Warm times/Cold times

Warm times/Cold times: Reconstructing Iceland's climate and environment since the last glaciation to evaluate the impact of future climate change.

In the Warm times/Cold times project we have combined the research efforts of specialists from three different research fields: marine geology, terrestrial paleoenvironments, and glacier modeling, to reconstruct the paleoclimate history of Iceland from the Last Glacial Maximum to present day. We have utilized continuous marine sediment archives to address two primary questions:

  • What was the timing and magnitude of the Last Glacial Maximum in Iceland, and the pattern of ice recession during deglaciation?
  • When was Iceland deglaciated, and what were the terrestrial and near-shore environmental characteristics at this time?

We base our study on continuous proxy records of environmental change at high resolution (sub-decadal to century sampling intervals) for the entire period since the Last Glacial Maximum for the marine realm, and for the entire Holocene from key lakes. In 2003 we brought the DOSECC’s GLAD200 core rig to Iceland to core three large lakes; Hestvatn in South Iceland, Hvítárvatn in Central Iceland and Haukadalsvatn in NW Iceland. These records allow us to address three larger questions of recognized importance:

  • Did some of the extant large ice caps disappear in the early Holocene, and if so, what is the timing of glacier regrowth and subsequent glacier fluctuations in the late Holocene?
  • What is the magnitude and timing of summer temperature (ocean and land) and terrestrial vegetation change through the Holocene?
  • Is there a natural cyclicity in Holocene environmental change on Iceland as has been reported from the adjacent oceans and from the Greenland Ice Sheet?

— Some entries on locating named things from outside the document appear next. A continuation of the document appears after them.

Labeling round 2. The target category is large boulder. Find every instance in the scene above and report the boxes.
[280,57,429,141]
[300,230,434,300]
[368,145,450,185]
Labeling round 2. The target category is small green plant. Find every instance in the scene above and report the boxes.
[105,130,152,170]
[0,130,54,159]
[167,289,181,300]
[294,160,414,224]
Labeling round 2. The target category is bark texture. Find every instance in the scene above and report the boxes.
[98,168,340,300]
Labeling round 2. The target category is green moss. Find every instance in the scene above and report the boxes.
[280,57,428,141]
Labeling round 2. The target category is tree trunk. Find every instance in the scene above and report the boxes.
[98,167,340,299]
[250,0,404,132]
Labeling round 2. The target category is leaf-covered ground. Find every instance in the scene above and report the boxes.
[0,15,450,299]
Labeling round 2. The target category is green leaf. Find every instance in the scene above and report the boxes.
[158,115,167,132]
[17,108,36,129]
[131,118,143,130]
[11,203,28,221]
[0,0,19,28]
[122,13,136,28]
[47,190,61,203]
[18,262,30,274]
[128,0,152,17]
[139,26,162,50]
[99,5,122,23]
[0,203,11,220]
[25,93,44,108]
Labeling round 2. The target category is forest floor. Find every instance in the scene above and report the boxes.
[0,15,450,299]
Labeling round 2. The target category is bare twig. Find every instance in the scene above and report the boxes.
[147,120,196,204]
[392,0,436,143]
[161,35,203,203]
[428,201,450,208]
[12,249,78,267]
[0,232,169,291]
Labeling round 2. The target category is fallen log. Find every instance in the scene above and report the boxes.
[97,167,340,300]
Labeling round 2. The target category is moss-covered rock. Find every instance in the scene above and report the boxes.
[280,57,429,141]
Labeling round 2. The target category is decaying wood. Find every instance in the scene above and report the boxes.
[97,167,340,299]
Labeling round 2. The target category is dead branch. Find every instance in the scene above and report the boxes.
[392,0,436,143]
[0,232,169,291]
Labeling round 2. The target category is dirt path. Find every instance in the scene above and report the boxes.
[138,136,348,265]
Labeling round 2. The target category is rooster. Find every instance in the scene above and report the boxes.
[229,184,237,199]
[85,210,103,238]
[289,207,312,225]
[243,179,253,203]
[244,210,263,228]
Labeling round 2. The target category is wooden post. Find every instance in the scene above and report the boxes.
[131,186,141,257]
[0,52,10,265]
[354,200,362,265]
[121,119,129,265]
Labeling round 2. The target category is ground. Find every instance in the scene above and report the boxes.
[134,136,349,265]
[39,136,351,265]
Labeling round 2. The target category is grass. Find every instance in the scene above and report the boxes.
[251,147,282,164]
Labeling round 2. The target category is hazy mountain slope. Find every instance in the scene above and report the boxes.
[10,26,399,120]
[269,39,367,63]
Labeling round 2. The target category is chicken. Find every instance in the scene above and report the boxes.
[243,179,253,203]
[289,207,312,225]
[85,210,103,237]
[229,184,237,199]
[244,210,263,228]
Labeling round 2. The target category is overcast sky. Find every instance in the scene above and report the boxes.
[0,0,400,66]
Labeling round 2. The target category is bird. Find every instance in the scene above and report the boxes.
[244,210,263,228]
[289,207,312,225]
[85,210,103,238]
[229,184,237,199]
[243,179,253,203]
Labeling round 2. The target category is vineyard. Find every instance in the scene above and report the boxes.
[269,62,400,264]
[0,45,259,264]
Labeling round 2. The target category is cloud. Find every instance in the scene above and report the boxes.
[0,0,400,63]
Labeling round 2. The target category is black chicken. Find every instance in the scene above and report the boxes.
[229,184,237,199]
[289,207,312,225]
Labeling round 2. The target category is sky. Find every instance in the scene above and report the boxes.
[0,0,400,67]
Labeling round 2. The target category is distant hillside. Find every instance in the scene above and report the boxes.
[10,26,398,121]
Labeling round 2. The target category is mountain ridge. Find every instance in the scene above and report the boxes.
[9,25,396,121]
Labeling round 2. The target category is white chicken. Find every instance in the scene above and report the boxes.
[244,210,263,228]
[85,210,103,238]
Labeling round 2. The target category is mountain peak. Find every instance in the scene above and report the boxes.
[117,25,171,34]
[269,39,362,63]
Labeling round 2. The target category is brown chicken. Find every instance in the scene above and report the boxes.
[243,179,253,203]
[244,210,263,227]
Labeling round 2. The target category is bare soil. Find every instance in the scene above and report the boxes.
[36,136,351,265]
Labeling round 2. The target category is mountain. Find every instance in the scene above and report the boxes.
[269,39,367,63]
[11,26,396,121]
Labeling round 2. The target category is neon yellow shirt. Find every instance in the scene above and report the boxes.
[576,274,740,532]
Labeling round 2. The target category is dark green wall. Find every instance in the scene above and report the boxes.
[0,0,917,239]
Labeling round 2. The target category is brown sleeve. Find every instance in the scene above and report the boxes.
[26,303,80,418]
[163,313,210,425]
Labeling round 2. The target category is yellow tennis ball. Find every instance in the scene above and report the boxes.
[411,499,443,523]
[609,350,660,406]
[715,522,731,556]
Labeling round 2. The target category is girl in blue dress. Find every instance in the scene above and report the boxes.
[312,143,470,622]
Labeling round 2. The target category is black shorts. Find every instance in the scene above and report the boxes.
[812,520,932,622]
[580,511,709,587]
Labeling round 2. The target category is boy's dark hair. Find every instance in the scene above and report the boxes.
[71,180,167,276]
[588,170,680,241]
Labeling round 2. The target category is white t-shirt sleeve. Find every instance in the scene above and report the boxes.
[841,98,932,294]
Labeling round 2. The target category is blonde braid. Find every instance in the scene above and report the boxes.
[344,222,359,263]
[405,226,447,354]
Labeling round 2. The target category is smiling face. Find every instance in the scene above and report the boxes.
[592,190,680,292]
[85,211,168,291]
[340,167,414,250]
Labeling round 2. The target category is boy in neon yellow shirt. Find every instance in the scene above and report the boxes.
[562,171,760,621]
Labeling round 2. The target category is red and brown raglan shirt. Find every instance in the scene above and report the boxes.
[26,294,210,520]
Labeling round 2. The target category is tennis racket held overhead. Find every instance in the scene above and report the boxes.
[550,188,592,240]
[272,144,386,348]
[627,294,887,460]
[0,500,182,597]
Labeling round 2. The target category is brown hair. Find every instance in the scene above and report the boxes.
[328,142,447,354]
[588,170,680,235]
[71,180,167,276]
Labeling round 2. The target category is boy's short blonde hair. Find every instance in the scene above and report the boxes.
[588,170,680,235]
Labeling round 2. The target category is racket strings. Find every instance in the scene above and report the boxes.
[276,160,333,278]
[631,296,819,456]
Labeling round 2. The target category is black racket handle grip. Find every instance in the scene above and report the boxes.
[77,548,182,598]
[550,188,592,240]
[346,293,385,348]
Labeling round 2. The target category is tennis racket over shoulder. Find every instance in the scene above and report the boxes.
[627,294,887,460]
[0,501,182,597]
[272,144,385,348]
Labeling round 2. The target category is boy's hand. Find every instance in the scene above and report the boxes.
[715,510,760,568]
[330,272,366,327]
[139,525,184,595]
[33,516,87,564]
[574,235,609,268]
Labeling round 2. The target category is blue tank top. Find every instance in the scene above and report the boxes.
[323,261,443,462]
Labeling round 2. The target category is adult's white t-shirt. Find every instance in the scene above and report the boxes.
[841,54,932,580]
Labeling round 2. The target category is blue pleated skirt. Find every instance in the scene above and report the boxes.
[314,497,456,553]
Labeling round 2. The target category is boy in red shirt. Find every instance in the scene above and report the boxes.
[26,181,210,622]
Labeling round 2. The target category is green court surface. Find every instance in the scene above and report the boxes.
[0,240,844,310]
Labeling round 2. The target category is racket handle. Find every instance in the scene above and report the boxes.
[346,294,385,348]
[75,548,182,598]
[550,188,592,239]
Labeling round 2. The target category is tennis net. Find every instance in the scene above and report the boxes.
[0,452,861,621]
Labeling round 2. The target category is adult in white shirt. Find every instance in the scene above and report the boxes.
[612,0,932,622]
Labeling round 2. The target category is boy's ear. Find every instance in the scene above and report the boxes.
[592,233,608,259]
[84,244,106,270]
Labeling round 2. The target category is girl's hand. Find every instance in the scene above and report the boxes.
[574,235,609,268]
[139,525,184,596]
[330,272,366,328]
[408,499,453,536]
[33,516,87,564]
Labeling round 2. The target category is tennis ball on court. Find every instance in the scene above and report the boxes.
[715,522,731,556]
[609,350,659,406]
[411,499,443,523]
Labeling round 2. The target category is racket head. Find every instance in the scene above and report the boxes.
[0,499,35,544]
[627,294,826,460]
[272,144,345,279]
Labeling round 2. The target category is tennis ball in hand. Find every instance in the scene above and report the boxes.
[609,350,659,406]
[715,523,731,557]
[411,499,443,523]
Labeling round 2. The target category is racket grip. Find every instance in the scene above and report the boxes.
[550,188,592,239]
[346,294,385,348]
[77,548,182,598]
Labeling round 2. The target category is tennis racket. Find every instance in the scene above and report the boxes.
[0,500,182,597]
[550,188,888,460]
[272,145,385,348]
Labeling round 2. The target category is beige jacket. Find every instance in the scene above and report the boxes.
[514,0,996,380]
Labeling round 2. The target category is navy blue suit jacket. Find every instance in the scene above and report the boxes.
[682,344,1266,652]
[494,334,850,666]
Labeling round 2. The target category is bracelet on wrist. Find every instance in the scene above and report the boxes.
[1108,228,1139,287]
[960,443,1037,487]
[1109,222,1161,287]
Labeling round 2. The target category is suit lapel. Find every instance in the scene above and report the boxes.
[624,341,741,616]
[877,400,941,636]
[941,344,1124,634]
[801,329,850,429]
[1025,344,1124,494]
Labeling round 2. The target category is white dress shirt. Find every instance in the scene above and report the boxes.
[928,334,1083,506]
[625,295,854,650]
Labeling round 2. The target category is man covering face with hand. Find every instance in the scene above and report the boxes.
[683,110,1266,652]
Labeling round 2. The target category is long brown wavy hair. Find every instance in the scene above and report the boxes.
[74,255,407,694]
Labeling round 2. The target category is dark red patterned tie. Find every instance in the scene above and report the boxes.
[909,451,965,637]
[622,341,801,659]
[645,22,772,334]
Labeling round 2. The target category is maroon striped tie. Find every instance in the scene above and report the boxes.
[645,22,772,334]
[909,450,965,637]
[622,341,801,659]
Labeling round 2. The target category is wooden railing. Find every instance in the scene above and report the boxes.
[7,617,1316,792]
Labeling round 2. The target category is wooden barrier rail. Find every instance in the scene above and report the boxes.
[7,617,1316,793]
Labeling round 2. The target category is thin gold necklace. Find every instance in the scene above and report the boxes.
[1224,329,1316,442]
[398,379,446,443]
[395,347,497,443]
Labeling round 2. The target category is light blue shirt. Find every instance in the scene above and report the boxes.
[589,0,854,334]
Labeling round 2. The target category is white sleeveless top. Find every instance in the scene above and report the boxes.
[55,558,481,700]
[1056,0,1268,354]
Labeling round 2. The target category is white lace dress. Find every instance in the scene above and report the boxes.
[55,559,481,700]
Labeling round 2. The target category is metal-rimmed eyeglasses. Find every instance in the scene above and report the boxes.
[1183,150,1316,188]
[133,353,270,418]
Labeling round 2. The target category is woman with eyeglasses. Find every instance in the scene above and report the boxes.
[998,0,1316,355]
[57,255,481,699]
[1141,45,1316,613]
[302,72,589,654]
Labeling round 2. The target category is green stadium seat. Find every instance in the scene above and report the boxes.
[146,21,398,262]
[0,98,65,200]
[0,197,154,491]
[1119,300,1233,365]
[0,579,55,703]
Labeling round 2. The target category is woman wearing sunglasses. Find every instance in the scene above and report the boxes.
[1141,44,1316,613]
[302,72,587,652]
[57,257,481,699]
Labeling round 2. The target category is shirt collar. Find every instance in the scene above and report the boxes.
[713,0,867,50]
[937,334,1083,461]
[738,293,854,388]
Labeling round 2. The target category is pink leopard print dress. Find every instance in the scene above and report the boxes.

Icelandic marine and lake sediments are particularly well suited to answer these questions because of strategically situated basins containing continuous time-series of key proxies. Efficient glacial erosion and soft bedrock result in high lacustrine sedimentation rates (up to 5 m ka-1). Accurate dating in both marine and terrestrial realms is possible with the development of AMS 14C dating and the presence of diagnostic tephras of known age. Furthermore, Iceland’s sensitivity to changes in North Atlantic circulation is expected to produce a high signal-to-noise ratio, resulting in unambiguous signals. Modeling of Iceland’s ice caps in the past will be based on climate proxies derived from the lake and marine records. Once the model is calibrated with the paleo-data, it can be used to predict ice-cap status under a range of future climate scenarios.